DESCRIPTION (Adapted from applicant's abstract): Mutagenesis of critical genes underlies the development of cancer and of genetic diseases. One of the major guardians against mutagenesis is the nucleotide excision repair (NER) system that repairs single base DNA adducts in an error free manner. Little is known about the activity of NER on more extensive alterations in DNA structure. The investigator has recently reported data that suggests that the NER system can recognize and process normal DNA bases present in the distorted, alternate conformation of a triple helix, a structure that is known to block transcription. In contrast to repair of conventional adducts, the process is error prone. The triplex induced mutagenesis required the function of transcription coupled repair, TCR, which is involved in the preferential repair of transcribed DNA. These data are consistent with the proposal that sequences that block transcription could trigger "gratuitous repair induced mutagenesis." Dr. Seidman proposes to use the triple helix as a novel structural probe of the NER system. The applicant will exploit the flexibility of the supF shuttle vector system and construct custom marker genes which will facilitate examination of the influence of triplex structural features on recognition by the NER system. The requirement for transcription through the triplex region for NER recognition will be determined. Then human cell lines with specific defects in repair genes will be used to define the role of individual components of the NER system in recognition and processing of triplex distortion.

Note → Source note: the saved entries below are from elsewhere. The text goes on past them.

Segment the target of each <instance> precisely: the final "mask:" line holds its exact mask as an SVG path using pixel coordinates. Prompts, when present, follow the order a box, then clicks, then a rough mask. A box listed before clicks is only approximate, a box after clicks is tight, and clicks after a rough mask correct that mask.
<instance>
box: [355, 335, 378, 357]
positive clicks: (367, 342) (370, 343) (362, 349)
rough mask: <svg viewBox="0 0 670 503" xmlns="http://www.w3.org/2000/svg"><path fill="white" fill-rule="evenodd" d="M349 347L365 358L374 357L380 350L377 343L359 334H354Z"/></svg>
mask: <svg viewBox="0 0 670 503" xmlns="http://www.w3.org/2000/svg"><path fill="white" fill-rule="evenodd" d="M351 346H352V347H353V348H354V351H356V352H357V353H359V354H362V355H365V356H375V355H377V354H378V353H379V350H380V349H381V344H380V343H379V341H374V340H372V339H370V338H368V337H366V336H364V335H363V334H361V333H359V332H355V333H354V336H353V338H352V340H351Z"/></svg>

描述（改编自申请人的摘要）：关键的诱变 基因是癌症和遗传疾病的发展。 之一 反对诱变的主要监护人是核苷酸切除修复 （NER）以无误差方式修复单个基本DNA加合物的系统。 关于NER对更广泛改变的活动知之甚少 DNA结构。 研究人员最近报告了建议的数据 NER系统可以识别并处理存在于 三重螺旋的扭曲的替代构象，一种结构 已知可以阻止转录。 与传统的修复相反 加合物，该过程容易发生。 三胞胎诱导的诱变 需要转录耦合修复的功能TCR，即 参与转录DNA的优先修复。 这些数据是 与阻止转录序列的提议一致 触发“免费修复诱导诱变”。 Seidman博士建议 使用三重螺旋作为NER系统的新结构探针。 这 申请人将利用SUPF穿梭矢量系统的灵活性和 构建定制标记基因，将有助于检查 三元结构特征对NER系统识别的影响。 通过三元区域转录的要求 将确定认可。 然后具有特定缺陷的人类细胞系 在维修基因中，将用于定义单个组件的作用 识别和处理三重失真的NER系统。